Marcus Kaul

Marcus Kaul, Ph.D.[La Jolla]

  • Research

  • Biography

    Dr. Kaul received his Ph.D. at the Johannes Gutenberg-University, Mainz, Germany.

Marcus Kaul's Research Focus

HIV/AIDS, Inflammatory/Autoimmune Disease, HIV-Associated Dementia

The Kaul laboratory studies how infections and the responding immune system can induce inflammation and degenerative diseases at the cellular and molecular level. Currently, a major focus of the lab's work is the role of chemokines and inflammatory cytokines and their receptors in the promotion or prevention of HIV-associated neurodegeneration and dementia, a severe degenerative disease with cognitive and motor dysfunction that is also known as NeuroAIDS or AIDS dementia.

The lab's major research interests are:

1. Molecular mechanisms and models of inflammatory, infectious and degenerative pathologies, such as HIV-1 disease and in particular HIV-associated dementia: mechanisms of neuronal injury and death, and opposing cytoprotective effects of chemokines, cytokines, and anti-inflammatory and neuroprotective drugs. Signal transduction pathways in neuroinflammation, neurotoxicity and protection.

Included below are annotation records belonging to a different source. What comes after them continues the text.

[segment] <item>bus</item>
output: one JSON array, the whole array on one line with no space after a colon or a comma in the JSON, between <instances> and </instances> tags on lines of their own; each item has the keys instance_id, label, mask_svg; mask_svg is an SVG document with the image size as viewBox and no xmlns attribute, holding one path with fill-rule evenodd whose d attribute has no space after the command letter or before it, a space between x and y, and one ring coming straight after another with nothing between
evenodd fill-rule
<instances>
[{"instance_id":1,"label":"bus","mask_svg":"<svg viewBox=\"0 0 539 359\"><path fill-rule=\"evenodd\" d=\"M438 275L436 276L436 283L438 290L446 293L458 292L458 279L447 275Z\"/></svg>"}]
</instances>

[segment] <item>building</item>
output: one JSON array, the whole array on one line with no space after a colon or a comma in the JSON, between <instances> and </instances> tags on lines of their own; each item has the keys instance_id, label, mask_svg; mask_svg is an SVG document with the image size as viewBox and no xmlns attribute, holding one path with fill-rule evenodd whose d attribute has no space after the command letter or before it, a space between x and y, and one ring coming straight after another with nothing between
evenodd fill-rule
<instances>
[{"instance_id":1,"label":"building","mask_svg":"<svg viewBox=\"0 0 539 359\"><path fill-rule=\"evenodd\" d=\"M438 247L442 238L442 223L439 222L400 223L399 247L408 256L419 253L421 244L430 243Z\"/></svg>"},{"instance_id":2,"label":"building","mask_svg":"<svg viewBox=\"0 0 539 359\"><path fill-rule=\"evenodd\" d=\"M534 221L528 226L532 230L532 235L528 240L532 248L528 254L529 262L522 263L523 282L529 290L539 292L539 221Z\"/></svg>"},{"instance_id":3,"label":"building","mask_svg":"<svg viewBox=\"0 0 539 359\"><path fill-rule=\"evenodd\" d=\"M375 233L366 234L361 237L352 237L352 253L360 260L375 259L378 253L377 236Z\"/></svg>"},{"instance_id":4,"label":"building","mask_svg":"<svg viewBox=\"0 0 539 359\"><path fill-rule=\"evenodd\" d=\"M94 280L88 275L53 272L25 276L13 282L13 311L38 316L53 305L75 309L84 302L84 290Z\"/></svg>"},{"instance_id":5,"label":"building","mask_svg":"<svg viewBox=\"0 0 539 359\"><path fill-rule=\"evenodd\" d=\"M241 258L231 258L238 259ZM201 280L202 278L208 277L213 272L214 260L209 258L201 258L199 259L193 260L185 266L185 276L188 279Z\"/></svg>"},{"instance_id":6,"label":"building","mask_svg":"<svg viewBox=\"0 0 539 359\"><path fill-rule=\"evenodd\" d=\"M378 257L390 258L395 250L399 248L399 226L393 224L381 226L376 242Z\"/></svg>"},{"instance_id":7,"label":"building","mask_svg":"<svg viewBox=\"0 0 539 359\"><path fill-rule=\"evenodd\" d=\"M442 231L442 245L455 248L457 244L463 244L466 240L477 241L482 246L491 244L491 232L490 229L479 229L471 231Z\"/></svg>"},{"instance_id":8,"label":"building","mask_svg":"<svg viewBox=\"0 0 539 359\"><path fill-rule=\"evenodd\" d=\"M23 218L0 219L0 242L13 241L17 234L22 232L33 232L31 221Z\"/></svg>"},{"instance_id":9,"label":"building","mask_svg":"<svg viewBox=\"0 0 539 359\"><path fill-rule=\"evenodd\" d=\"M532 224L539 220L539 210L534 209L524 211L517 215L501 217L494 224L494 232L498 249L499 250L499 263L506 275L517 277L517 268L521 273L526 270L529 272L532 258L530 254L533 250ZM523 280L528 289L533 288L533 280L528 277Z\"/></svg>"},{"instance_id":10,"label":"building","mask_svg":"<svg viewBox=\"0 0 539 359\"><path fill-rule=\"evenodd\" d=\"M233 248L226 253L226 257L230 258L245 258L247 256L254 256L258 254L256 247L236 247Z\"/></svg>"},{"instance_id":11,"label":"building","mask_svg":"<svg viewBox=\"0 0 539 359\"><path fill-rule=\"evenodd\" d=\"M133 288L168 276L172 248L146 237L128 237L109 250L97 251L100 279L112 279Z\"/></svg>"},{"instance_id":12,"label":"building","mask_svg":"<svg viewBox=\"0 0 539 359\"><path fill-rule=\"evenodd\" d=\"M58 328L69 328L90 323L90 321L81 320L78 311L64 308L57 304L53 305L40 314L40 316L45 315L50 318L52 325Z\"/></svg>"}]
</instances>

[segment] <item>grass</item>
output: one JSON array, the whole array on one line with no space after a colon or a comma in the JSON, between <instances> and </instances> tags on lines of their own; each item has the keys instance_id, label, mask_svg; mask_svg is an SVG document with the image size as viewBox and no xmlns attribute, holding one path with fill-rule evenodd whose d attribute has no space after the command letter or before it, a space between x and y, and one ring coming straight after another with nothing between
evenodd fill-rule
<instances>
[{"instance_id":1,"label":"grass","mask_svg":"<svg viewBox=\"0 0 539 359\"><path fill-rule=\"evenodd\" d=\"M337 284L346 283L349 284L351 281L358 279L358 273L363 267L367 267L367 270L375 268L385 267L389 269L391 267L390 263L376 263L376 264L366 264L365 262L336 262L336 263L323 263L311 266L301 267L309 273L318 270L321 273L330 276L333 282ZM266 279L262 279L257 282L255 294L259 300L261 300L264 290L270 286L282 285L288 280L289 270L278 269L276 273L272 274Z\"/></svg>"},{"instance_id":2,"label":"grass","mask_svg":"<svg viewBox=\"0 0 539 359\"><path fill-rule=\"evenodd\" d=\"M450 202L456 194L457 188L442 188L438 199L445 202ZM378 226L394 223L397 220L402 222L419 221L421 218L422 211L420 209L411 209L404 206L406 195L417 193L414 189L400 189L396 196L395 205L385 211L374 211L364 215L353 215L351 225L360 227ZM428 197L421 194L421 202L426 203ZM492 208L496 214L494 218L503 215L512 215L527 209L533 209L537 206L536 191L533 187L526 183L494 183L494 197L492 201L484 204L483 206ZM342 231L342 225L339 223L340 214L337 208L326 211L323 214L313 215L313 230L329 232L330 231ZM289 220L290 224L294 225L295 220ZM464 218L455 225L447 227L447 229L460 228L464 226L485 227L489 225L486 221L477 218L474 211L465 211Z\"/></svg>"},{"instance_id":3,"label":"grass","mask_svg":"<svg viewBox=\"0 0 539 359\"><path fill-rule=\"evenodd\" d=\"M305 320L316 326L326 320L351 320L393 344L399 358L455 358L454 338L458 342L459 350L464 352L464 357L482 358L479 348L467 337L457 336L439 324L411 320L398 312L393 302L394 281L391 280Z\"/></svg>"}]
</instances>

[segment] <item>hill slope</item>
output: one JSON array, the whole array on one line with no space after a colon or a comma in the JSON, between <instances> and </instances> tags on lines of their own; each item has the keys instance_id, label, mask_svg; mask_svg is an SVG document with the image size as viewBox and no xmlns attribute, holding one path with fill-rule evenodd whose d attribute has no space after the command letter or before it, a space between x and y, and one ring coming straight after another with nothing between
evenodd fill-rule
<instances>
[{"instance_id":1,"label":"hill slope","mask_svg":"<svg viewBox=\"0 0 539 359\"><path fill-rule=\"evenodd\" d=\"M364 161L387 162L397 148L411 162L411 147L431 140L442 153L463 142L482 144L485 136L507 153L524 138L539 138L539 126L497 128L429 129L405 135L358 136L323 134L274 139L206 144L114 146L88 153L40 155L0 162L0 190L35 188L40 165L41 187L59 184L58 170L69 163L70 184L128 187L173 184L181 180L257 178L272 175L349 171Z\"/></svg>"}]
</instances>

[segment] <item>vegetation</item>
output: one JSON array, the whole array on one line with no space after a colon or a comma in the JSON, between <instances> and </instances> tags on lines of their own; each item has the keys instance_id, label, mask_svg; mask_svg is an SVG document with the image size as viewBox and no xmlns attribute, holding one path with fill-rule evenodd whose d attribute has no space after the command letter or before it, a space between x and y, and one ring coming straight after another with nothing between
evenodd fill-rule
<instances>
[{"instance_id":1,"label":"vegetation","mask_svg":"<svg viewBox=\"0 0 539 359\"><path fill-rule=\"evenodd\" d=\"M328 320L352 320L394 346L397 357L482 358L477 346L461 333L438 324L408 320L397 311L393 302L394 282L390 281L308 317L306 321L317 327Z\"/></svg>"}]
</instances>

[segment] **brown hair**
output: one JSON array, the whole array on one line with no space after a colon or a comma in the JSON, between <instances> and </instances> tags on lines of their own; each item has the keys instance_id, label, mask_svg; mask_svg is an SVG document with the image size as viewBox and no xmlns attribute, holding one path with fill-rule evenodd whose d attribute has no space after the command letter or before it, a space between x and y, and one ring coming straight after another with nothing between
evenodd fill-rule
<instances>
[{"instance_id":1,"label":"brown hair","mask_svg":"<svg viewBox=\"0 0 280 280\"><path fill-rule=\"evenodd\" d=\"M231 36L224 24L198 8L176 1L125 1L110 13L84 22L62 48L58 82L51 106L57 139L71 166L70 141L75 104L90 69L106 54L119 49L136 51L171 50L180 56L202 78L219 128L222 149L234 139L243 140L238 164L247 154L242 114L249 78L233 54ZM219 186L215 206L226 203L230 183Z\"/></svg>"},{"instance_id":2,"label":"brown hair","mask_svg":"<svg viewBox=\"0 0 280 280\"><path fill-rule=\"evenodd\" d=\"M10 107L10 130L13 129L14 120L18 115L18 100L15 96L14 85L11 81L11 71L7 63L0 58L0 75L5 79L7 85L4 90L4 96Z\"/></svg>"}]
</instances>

2. Proteomic analysis and search for mechanisms, biomarkers and therapeutic targets of infectious pathologies, inflammation and degenerative diseases, in particular HIV-associated dementia, using in vitro and in vivo models, and CSF, serum, cells and post mortem tissue specimens from patients.

3. Physiology and pathophysiology of chemokines, cytokines and complement components and their receptors in the immune and central nervous system.

4. Differentiation and function of cells of the nervous and the immune system with particular consideration of chronic inflammatory and degenerative processes and diseases.

About Marcus Kaul

Experience

Marcus Kaul received his Ph.D. in the departments of Medical Microbiology and Hygiene and Pharmaceutical Chemistry at the Johannes Gutenberg-University, Mainz, Germany. He was a member of the scientific staff and an acting research project manager in the department of Medical Microbiology and Hygiene at the University of Mainz before he worked as a postdoctoral fellow first at Harvard Medical School and then at Sanford-Burnham. Here he was appointed as a Research Assistant Professor in the Center for Neuroscience and Aging Research in 2001. In December 2006, he accepted a position as Assistant Adjunct Professor in the Department of Psychiatry at the University of California, San Diego, and in June 2007 he was recruited as an Assistant Professor to the Infectious and Inflammatory Disease Center at Sanford-Burnham Medical Research Institute.